The third structure is a serial-parallel combined distributed structure. It is a compromise solution that requires both a low speed and low resource usage. For the serial distributed algorithm, it is a one bit-at-a-time (1BAAT) lookup table, while the parallel distributed algorithm is B bits-at-a-time. Therefore, the serial-parallel combined distributed algorithm uses multiple bits at a time, such as 2BAAT and 3BA-AT. Figure 8 shows the structure diagram of the 4BAAT lookup table.

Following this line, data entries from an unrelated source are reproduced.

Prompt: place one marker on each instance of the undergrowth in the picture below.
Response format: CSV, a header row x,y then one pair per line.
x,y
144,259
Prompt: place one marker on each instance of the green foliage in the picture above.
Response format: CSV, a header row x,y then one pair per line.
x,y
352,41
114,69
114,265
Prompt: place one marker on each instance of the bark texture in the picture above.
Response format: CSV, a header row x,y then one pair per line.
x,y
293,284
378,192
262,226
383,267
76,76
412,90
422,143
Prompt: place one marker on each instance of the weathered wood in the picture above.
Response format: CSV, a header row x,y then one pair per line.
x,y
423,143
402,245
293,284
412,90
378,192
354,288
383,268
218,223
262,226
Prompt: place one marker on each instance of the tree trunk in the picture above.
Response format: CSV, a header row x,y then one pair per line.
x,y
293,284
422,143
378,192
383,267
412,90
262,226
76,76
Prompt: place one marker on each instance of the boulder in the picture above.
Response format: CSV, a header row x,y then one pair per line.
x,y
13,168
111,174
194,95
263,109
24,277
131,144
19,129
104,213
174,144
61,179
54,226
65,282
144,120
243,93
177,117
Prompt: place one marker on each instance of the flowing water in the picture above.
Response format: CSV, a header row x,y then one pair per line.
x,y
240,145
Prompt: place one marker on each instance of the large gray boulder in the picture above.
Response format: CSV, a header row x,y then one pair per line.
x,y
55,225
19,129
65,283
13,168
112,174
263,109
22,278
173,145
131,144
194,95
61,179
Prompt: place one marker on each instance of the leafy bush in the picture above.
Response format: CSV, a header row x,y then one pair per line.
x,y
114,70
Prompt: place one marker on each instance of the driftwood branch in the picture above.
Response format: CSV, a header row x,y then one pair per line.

The median B in Figure 8 is a multiple of 4, and SRL is a shift register. In the SRL, the first column of the first row from the right is the 0th bit of the data, the second column is the 1st bit of the data, the third column is the 2nd bit of the data, and the fourth column is the 3rd bit of the data. Similarly, the first column from the right of the second row is the 4th bit of the data, the second column is the 5th bit of the data, the third column is the 6th bit of the data, and the fourth column is the 7th bit of the data. The subsequent rows are arranged in a similar digit order. In the first clock cycle, bits 0, 4, ..., B-4 of the data enter the lookup table ROM at the same time to find the required data. In the second clock cycle, bits 1, 5, ..., B-3 enter the ROM at the same time to find the required data. The data found is passed to the next level accumulator for accumulation, and the same operation is performed on the remaining data bits in turn. Since each block differs by 4 bits, that is, 16 times, in order to add the corresponding bits, it is multiplied by 16. The distributed algorithm structure of the FIR filter is faster than that implemented by a single multiplier, especially the higher the filter order, the more obvious its advantage. In the distributed structure, the serial structure queries 1 bit at a time, so for B bits of data, it takes B clock cycles to complete a filter without counting the time of shift register, etc.; while the parallel structure only needs 1 clock cycle to complete the filter, so the parallel structure is the structure with the best speed, but the parallel structure requires B DA lookup tables, which requires a large amount of ROM to store, increasing the consumption of hardware resources, especially the higher the order, the larger the hardware scale will be; the serial-parallel structure combines the advantages of the two structures to achieve coordination in speed and scale. In practical applications. The appropriate structure should be selected according to the system requirements.

3 Conclusion
This article qualitatively analyzes the FPGA implementation methods of various FIR filters. For low-order FIR filters, serial structure, parallel structure and transposed structure can be used to implement them. The FIR filters with parallel structure and transposed structure achieve speed advantages at the expense of resource loss. For high-order FIR filters, the serial structure, parallel structure and transposed structure based on the multiplier structure are difficult to meet the requirements of high-speed processing. The distributed algorithm converts multiplication into a table lookup and accumulation structure, which improves the speed of the FIR filter with distributed structure.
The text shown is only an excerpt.